Why do you want to be mayor of CBRM?

I was born and raised in Whitney Pier. I am a product of the Sydney school system up to and including graduation from Sydney Academy. I care deeply for this community and I believe I have the business experience and advanced education to make a contribution to reversing the slippage trend and to develop the resources of the Island.

You say on your website you feel our municipality is “heading in the wrong direction.” Why do you say that?

There is no evidence that CBRM is heading in a positive direction and, in fact, the gap between Sydney and Halifax is widening. Healthcare and employment rates are of considerable concern ad the exodus of young talent continues daily.

Why did you resign from the board of the Port of Sydney Development Corporation?

I got asked to apply for the Port of Sydney Development [Corporation] Board which, in reality I learned, after joining the Board, was an overseer of the Joan Harris Pavilion and the cruise ships. In short, my expectations to help varied considerably from the reality of the situation.

Do you think large, “silver-bullet” projects like the container terminal are the answer for local economic development, or are there other approaches?
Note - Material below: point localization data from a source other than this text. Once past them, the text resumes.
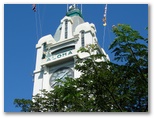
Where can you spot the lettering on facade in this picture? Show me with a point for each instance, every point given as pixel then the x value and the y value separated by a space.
pixel 58 56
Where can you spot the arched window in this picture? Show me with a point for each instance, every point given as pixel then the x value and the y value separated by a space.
pixel 82 38
pixel 66 28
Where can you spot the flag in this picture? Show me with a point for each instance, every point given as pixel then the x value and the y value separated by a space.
pixel 104 18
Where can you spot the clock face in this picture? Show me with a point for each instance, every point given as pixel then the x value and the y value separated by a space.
pixel 61 73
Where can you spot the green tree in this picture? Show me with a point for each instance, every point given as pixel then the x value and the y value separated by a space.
pixel 103 86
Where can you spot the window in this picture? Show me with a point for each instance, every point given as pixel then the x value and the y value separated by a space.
pixel 82 39
pixel 66 28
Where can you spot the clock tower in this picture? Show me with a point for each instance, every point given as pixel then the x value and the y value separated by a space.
pixel 56 54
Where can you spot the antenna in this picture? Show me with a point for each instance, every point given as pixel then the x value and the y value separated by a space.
pixel 81 8
pixel 67 7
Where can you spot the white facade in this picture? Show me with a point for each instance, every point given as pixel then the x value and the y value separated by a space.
pixel 56 54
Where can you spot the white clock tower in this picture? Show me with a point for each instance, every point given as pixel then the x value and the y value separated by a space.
pixel 56 54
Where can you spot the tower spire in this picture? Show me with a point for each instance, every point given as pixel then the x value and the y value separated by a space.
pixel 74 10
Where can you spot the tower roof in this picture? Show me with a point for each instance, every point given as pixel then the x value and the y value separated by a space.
pixel 75 14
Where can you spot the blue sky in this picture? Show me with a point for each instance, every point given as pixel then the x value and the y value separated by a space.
pixel 20 38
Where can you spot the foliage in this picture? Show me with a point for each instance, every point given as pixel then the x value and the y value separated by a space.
pixel 103 86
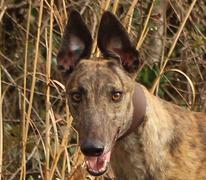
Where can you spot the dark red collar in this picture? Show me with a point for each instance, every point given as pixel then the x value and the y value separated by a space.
pixel 139 103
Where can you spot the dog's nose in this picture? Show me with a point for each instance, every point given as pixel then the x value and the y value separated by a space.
pixel 92 148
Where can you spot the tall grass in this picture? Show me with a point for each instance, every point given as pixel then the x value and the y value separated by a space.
pixel 37 139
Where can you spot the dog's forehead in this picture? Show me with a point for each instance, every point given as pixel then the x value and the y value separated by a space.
pixel 96 71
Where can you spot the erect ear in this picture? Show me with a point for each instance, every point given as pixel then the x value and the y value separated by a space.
pixel 76 44
pixel 113 41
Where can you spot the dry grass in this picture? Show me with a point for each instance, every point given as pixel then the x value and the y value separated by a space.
pixel 37 140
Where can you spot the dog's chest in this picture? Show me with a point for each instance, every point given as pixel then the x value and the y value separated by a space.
pixel 125 163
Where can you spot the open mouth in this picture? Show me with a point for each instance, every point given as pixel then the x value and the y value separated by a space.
pixel 98 165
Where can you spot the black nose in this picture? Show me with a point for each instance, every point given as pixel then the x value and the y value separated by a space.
pixel 92 148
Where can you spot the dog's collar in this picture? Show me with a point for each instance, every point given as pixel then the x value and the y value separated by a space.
pixel 139 104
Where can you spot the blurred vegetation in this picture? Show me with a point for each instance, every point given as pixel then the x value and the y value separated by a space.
pixel 38 139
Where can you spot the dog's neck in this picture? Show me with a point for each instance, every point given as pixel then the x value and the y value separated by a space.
pixel 139 105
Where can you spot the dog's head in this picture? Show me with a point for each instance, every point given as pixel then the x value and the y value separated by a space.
pixel 99 90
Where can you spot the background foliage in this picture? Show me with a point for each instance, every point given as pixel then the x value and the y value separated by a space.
pixel 37 140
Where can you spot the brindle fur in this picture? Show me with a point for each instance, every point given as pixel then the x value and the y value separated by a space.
pixel 170 143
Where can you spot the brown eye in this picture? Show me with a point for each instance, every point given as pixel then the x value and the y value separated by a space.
pixel 76 97
pixel 116 96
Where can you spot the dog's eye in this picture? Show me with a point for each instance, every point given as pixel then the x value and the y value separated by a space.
pixel 76 97
pixel 116 96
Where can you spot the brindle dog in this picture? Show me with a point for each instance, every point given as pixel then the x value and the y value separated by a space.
pixel 145 136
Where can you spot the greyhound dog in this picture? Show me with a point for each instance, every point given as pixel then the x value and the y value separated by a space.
pixel 119 122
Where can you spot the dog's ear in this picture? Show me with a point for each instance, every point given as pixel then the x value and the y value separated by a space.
pixel 76 44
pixel 113 41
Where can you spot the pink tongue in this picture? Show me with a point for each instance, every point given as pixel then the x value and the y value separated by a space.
pixel 98 163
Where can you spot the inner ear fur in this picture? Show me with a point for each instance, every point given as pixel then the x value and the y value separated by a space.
pixel 113 41
pixel 76 43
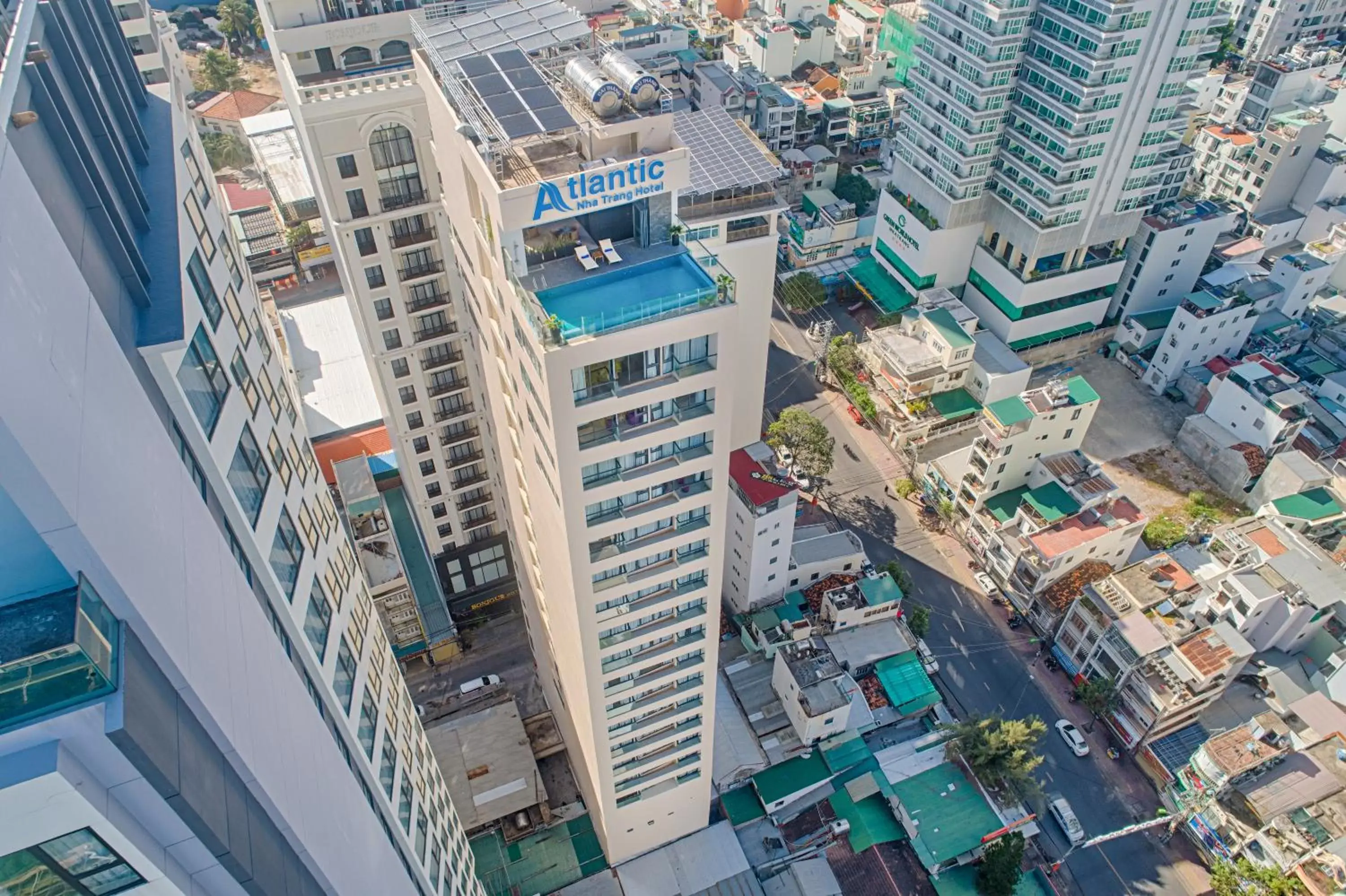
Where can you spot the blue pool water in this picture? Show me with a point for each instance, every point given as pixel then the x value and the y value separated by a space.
pixel 626 295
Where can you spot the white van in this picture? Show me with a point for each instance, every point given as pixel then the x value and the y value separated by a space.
pixel 1066 818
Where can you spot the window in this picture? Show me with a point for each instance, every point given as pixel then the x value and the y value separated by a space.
pixel 318 619
pixel 74 864
pixel 248 475
pixel 231 260
pixel 204 381
pixel 205 290
pixel 198 225
pixel 344 683
pixel 286 553
pixel 239 366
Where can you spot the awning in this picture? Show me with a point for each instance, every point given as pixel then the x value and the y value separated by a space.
pixel 881 287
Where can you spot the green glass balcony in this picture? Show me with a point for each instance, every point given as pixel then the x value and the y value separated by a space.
pixel 56 652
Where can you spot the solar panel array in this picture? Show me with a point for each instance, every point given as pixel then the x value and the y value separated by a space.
pixel 525 25
pixel 516 93
pixel 722 155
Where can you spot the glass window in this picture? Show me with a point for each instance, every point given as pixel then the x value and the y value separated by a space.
pixel 318 619
pixel 231 260
pixel 344 683
pixel 244 380
pixel 204 381
pixel 248 475
pixel 205 290
pixel 368 723
pixel 287 551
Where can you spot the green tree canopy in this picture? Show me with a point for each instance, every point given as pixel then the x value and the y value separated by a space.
pixel 1002 866
pixel 857 189
pixel 220 72
pixel 1247 879
pixel 803 291
pixel 999 751
pixel 807 438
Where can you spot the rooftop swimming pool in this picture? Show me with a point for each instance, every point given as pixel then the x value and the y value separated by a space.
pixel 629 295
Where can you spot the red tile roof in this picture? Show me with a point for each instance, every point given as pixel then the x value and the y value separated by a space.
pixel 352 444
pixel 239 197
pixel 761 486
pixel 237 105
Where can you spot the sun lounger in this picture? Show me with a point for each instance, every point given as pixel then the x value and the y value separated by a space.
pixel 582 252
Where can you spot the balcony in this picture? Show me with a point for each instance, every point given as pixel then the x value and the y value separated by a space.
pixel 458 384
pixel 56 652
pixel 422 303
pixel 564 303
pixel 437 360
pixel 412 239
pixel 423 270
pixel 450 413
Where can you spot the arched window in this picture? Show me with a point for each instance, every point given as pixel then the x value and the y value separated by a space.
pixel 393 152
pixel 356 57
pixel 393 50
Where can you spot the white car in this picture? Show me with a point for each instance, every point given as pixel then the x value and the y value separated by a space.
pixel 477 684
pixel 1073 738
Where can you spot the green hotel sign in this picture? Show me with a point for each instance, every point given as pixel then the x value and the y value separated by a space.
pixel 900 231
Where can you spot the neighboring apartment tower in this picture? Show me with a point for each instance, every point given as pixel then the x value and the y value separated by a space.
pixel 361 119
pixel 1036 136
pixel 617 388
pixel 196 693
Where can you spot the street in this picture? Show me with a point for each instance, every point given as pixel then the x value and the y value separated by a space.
pixel 984 666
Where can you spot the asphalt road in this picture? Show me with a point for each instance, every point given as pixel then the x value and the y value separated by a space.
pixel 984 665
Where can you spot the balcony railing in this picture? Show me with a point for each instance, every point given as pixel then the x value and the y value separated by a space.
pixel 424 334
pixel 68 653
pixel 423 270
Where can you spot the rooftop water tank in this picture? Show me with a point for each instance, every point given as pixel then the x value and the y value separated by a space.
pixel 642 89
pixel 593 85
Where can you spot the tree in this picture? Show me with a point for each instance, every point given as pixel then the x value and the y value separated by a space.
pixel 1100 697
pixel 220 72
pixel 855 189
pixel 225 151
pixel 1002 866
pixel 236 21
pixel 843 356
pixel 803 291
pixel 1247 879
pixel 918 621
pixel 807 438
pixel 904 579
pixel 999 751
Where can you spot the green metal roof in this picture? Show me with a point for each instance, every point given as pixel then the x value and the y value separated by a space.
pixel 1154 319
pixel 1006 505
pixel 1314 504
pixel 952 813
pixel 955 404
pixel 1052 502
pixel 881 591
pixel 844 750
pixel 1010 411
pixel 791 777
pixel 906 684
pixel 1080 391
pixel 1204 300
pixel 881 287
pixel 742 805
pixel 948 327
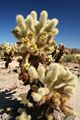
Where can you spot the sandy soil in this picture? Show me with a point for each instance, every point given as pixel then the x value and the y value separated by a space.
pixel 9 84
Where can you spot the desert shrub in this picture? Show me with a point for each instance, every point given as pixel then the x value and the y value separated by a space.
pixel 69 58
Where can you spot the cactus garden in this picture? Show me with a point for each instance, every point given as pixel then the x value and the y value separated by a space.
pixel 42 84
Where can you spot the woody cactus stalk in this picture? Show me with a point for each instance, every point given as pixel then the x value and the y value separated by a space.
pixel 7 50
pixel 51 85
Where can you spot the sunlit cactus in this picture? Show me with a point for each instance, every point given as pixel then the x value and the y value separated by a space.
pixel 51 84
pixel 36 36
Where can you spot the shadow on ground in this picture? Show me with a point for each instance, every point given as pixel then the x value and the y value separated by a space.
pixel 9 105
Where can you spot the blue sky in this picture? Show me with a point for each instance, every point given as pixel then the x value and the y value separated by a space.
pixel 67 11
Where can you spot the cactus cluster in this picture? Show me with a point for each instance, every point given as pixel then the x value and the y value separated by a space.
pixel 51 85
pixel 35 36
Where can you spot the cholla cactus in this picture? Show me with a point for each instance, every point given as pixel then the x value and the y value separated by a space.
pixel 50 83
pixel 36 36
pixel 23 115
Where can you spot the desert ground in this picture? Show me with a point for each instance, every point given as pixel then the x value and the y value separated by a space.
pixel 11 88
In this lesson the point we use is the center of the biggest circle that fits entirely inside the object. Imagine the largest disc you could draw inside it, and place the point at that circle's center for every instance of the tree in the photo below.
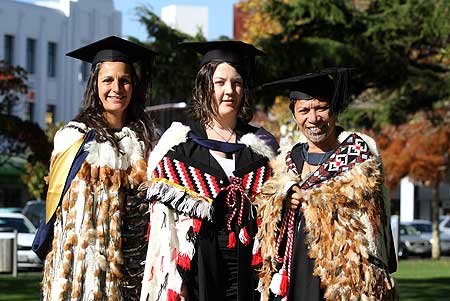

Editor’s note: Strasser directed readers to his platform–https://drjohnstrasser.com–and provided the following bullet points in response to this question:

Build economy with targeted business creation

More Doctors
Clinics strategically positioned

Roads are in desperate condition

Our position in/outside Nova Scotia
Our fair share

In honor of Right-to-Know Week, which the CBRM usually marks, I would note that the CBRM is a very secretive municipality – in camera meetings, delayed release of reports, high fees for access to information requests, a lack of public participation in major municipal decisions. If elected, do you have any plans to make the CBRM more transparent and accountable?

[The o]nly in camera meetings should be sensitive human resources issues (not a rule, but a guiding statement).


Still to come

Cecil Clarke

Kevin MacEachern

Archie MacKinnon


A note on this feature:

I decided to send candidates questions by email because, while speaking to each in person would be preferable, I knew I wouldn’t have time to conduct (and transcribe) 55 phone interviews.